In Praise of “Normal” Engineers
đź”— a linked post to
spectrum.ieee.org »
—
originally shared here on
A lot of technical people got really attached to our identities as smart kids. The software industry tends to reflect and reinforce this preoccupation at every turn, as seen in Netflix’s claim that “we look for the top 10 percent of global talent” or Coinbase’s desire to “hire the top 0.1 percent.” I would like to challenge us to set that baggage to the side and think about ourselves as normal people.
It can be humbling to think of yourself as a normal person. But most of us are, and there is nothing wrong with that. Even those of us who are certified geniuses on certain criteria are likely quite normal in other ways—kinesthetic, emotional, spatial, musical, linguistic, and so on.
Software engineering both selects for and develops certain types of intelligence, particularly around abstract reasoning, but nobody is born a great software engineer. Great engineers are made, not born.
I read this article twice last night. I haven't come across any article that spoke to my massive professional anxieties/impostor syndrome as well as this one.
One of my biggest pet peeves with being around smart people is when people explain things using big words.
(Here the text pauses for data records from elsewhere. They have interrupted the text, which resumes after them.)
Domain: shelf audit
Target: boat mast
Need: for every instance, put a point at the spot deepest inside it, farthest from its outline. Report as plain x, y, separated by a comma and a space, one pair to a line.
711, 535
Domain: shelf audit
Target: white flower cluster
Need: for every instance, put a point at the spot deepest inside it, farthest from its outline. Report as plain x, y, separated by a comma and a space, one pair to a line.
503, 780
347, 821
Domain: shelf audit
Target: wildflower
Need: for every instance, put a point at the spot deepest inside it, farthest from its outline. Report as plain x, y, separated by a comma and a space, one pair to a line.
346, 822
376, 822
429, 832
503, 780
It feels like it takes so much more effort to understand tough concepts when they are saddled with jargon and ACT words.
I also enjoyed this point about building teams:
We place too much emphasis on individual agency and characteristics, and not enough on the systems that shape us and inform our behaviors.
I believe a whole slew of issues (candidates self-selecting out of the interview process, diversity of applicants, and more) would be improved simply by shifting the focus of hiring away from this inordinate emphasis on hiring the best people and realigning around the more reasonable and accurate right people.
It’s a competitive advantage to build an environment where people can be hired for their unique strengths, not their lack of weaknesses; where the emphasis is on composing teams; where inclusivity is a given both for ethical reasons and because it raises the bar for performance for everyone. Inclusive culture is what meritocracy depends on.